Detrás de la catedral, entre un bullicio de gente que viene y va, está el mercado. Una nave cerrada de pasillos estrechos, con centros de flores y comidas, con remedios y ropas, con un altarcito de la Virgen de Guadalupe en el medio. Hay muchos puestos de estatuillas religiosas. Algunas son más altas de un metro, y la mayor parte son de una figura que desconcierta más que asusta, una calavera vestida con túnica, con una bola del mundo y una guadaña: la Santa Muerte.

Comemos en La Nueva Central, un local enorme en plena calle 16 de Septiembre. Hay muchas camareras sirviendo, y la mayoría de bastante edad. El lugar está lleno hasta los topes, sobre todo de familias con niños. Muchos hombres están sentados comiendo con el sombrero tejano. Entre el ruido de las conversaciones se cuela también el del espectáculo de la calle. Hay tanto colorido y tanta jovialidad en el ambiente, que parece mentira que estemos en una de las ciudades más violentas del mundo. Comemos unas excelentes enchiladas suizas, y me alivio del picante con sorbos rápidos de limonada con agua mineral.

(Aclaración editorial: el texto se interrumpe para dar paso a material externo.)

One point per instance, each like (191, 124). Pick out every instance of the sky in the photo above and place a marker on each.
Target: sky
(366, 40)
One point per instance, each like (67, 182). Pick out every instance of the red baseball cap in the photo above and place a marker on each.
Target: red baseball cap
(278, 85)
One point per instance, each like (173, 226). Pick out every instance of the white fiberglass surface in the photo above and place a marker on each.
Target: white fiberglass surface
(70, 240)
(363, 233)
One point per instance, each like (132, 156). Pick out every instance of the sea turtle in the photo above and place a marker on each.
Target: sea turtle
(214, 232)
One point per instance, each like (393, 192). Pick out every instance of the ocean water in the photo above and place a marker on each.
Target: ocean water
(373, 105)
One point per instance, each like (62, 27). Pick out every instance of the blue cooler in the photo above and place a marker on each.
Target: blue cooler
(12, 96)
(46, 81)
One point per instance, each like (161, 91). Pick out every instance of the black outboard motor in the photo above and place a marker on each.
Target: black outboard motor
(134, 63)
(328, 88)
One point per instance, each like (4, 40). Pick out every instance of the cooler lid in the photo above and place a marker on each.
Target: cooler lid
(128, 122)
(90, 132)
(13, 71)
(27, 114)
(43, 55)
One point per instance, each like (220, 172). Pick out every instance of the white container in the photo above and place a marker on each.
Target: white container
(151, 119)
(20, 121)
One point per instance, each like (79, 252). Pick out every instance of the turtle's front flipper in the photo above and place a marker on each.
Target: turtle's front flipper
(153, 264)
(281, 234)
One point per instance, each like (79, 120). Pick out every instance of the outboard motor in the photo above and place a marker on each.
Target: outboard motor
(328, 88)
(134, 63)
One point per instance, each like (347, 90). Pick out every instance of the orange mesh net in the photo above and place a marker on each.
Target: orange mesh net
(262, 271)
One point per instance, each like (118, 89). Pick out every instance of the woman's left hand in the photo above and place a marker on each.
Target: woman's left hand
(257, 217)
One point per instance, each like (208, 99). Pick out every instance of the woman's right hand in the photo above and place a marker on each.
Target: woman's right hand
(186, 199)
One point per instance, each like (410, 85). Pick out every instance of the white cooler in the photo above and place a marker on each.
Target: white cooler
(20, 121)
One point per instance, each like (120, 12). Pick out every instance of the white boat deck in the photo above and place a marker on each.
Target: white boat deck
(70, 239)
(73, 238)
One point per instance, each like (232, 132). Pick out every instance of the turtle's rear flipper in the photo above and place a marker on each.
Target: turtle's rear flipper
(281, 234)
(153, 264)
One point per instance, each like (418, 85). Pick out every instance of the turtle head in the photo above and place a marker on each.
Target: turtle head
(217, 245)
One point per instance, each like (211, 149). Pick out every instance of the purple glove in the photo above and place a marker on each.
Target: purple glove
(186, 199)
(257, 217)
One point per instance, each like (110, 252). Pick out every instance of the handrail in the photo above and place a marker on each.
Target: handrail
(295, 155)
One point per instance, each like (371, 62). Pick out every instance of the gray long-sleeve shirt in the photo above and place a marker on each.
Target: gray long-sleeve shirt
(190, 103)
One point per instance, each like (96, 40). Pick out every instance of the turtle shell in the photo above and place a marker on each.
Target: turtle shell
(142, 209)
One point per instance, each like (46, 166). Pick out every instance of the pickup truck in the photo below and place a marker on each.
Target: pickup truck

Siguiendo la calle está el Museo de la Revolución. Ciudad Juárez fue varias veces sede de gobiernos provisionales de México. En esta ciudad se refugió dos veces el gobierno de Benito Juárez cuando la invasión francesa. También desde aquí tomó el poder Francisco Madero, cuando la Revolución consiguió echar al dictador Porfirio Díaz en 1911. Pancho Villa y su gente se movieron entre Ciudad Juárez y El Paso por aquellos días. El museo exhibe muchos objetos personales y fotografías de los protagonistas de la Revolución, que fue uno de los primeros hechos históricos a los que acudieron fotógrafos profesionales de todos los países, para contarla al mundo casi en directo.

A la vuelta, El Paso parece más aburrido, con menos color. No hay ni por asomo la vitalidad del otro lado, en sus calles ordenadas y rectas, en la limpieza de su centro urbano. En la terraza del hotel Índigo, junto al rumor de la fuente, vemos un hermoso y cálido atardecer. A la altura del tercer gin tonic Hendrick's, la conversación en un inglés demasiado rápido deriva en los recelos de muchos demócratas hacia Hillary Clinton, y las románticas aspiraciones de Bernie Sanders. A este lado se piensa en otras cosas, y Juárez se va diluyendo en la memoria a la misma velocidad que el hielo.